« J’ai l’impression que tout le monde à Kyiv s’est habitué à la guerre », dit cette connaissance et ex-collègue. Au lieu de répondre ou de discuter, je lui demande si elle a entendu le tonnerre d’avant-hier. Elle pâlit. Et je sais très bien pourquoi.
Il y a quelques jours, un grand orage a déchiré le ciel de Kyiv. Je travaillais dans mon bureau avec une collègue au moment du premier coup de tonnerre. J’ai vu la figure pâle et stupéfiée face à moi. Il ne me reste qu’imaginer la mienne. Cet après-midi-là était remarquable pour tous ceux qui ont vécu et retenu le son des explosions. Cet orage m’a fait tout de suite penser à une nuit de 25 février passée au sous-sol de notre immeuble. En attendant la fin de l’alerte (qui n’a pas eu lieu jusqu’à matinée) on sortait à tour de rôle à l’extérieur pour écouter ce drôle d’orage en plein février, en pleine nuit gelée.
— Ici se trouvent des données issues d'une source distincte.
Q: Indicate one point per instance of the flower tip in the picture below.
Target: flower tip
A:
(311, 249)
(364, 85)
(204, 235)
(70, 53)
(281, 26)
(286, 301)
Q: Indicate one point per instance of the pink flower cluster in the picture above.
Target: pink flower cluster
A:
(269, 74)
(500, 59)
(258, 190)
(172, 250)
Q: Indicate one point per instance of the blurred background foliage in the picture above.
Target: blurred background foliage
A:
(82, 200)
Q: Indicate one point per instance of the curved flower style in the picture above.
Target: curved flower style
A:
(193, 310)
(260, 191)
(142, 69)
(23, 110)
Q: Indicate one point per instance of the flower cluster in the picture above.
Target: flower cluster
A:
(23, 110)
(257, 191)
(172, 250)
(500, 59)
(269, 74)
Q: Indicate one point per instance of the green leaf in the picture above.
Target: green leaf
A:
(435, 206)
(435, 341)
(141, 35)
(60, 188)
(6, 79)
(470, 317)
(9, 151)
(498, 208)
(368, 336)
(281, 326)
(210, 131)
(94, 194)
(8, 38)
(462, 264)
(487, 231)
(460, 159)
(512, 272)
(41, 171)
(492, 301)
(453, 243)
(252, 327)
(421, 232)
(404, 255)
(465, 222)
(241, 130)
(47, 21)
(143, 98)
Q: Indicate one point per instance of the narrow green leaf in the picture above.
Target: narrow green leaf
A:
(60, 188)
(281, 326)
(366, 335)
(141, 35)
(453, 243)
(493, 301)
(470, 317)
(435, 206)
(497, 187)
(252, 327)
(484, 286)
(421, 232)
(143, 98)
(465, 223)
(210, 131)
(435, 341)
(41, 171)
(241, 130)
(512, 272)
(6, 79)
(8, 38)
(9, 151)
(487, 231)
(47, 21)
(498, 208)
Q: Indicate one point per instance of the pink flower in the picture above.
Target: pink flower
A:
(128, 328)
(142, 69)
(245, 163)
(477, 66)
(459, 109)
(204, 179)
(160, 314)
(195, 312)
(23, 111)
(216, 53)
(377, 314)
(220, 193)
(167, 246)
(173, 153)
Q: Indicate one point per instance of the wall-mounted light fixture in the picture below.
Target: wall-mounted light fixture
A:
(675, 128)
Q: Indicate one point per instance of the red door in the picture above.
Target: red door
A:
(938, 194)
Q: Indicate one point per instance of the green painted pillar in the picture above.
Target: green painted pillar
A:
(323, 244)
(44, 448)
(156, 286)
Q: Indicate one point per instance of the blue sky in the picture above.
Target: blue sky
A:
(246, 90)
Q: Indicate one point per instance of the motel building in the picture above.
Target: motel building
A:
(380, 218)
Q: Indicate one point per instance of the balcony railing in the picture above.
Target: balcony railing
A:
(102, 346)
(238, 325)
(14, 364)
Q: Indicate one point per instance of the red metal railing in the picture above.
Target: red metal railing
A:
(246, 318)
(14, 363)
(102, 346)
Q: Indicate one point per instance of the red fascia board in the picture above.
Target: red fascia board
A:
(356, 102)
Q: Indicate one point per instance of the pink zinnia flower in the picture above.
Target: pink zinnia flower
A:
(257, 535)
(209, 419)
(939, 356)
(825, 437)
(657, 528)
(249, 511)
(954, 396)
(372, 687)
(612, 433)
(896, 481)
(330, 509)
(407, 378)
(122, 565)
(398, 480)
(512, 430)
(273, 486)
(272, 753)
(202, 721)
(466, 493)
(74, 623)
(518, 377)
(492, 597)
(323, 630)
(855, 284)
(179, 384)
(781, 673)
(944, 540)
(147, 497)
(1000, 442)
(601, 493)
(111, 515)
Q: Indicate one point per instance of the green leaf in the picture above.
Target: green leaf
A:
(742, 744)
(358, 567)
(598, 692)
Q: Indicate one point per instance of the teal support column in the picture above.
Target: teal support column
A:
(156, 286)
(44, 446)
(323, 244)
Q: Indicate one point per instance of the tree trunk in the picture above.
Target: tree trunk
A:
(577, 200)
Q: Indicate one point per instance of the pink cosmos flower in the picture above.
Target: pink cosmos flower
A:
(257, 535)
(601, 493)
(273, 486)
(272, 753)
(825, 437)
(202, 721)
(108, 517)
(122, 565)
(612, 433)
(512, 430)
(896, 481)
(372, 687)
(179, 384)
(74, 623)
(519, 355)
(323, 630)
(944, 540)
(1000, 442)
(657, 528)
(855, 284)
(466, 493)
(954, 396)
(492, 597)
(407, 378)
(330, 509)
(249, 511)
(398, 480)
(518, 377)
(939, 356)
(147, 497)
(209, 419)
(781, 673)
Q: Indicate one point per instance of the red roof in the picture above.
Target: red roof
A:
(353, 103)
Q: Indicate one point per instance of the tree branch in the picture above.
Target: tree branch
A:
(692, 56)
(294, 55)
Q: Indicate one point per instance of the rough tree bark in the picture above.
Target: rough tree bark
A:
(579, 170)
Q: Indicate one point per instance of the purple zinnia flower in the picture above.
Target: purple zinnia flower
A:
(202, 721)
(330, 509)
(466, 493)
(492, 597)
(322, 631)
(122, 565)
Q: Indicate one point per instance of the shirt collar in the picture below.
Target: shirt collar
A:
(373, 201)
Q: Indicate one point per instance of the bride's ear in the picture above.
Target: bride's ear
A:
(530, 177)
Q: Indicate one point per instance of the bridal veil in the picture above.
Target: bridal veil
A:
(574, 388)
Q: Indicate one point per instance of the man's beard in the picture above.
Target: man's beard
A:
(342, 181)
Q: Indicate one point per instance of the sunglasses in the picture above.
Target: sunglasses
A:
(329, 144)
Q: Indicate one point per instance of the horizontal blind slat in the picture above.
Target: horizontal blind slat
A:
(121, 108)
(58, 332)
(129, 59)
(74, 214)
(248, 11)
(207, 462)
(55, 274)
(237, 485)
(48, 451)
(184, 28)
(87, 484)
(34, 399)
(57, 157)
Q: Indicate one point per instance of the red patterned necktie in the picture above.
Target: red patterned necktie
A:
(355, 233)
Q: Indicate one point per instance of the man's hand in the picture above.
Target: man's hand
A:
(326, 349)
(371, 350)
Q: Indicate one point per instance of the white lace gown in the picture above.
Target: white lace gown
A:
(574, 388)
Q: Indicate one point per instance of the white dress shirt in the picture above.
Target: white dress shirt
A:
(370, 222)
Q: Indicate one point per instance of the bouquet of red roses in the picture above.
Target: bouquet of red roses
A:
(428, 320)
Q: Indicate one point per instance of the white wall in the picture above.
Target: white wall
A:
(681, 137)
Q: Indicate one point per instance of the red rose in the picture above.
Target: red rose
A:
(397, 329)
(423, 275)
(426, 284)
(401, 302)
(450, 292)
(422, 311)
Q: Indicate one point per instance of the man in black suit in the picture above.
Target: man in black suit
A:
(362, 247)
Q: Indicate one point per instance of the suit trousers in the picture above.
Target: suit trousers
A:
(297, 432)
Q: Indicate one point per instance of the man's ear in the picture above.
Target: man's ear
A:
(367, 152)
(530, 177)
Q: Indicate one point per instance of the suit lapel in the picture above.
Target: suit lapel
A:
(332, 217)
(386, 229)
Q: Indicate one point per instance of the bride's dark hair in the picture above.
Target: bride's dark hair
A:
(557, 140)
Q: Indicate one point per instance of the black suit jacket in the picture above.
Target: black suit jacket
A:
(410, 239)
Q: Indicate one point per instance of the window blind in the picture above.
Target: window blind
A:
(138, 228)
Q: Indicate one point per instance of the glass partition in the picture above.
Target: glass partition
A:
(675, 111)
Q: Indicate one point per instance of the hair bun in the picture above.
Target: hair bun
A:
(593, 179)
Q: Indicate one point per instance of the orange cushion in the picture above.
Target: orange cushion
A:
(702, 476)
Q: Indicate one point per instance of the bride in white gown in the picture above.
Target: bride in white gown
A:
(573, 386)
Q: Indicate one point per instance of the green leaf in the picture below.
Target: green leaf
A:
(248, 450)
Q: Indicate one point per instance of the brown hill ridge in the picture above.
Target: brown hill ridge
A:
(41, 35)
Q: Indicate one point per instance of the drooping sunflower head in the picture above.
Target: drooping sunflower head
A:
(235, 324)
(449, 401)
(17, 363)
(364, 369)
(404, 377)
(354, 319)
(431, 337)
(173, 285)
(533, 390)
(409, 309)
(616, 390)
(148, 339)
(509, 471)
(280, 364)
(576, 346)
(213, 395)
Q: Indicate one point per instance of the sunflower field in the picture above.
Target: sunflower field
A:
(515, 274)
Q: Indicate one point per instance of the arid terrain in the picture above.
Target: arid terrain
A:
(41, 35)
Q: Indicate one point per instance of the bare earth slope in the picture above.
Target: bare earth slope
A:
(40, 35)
A quelques kilomètres d’ici, l’armée russe visait les aéroports de Vassylkiv et Gostomel, tirais sur des civiles d’Irpin, Boutcha et d’autres villes aux alentours de Kyiv.
Vous vous demandez pourquoi cette histoire d’orage prend-t-elle tant d’importance dans ce texte ? C’est tout simple, elle représente en bref l’esprit de Kyiv ces jours de la guerre. A première vue la ville à l’air « paisible ». Les gens dans le métro se dépêchent les matins pour aller au boulot. Mais leurs rythmes du métro-boulot- dodo sont mesurés selon l’emploi du temps du couvre-feu.
Les gens sur les terrasses me rappellent chaque soir les scènes de la vie d’autrefois. Mais il suffit d’écouter les conversations à n’importe quelle table pour entendre les mots comme « front », « missile », « tué ». On parle des villes natales et j’entends souvent dans ce tumulte les voix des nouveaux-arrivés. Eux, ils ne rêvaient pas de changer de lieu d’habitation mais ils ont dû le faire à cause de l’offensive russe. Plusieurs conversations tournent autour des expériences personnelles de la guerre. On raconte surtout les bruits entendus dès le 24 février –comme le son de la sirène.
Tout ça devient encore plus visible aux moments des alertes aériennes. Les stations du métro comme le lieu de l’abri populaire en donnent le meilleur exemple. Autre expérience inoubliable, le chœur des voix qui réagissent au son d’alerte. Je ne suis pas sûre que les mots prononcés sont traduisibles en français, tout comme les nouvelles blagues apparues depuis l’offensive russe.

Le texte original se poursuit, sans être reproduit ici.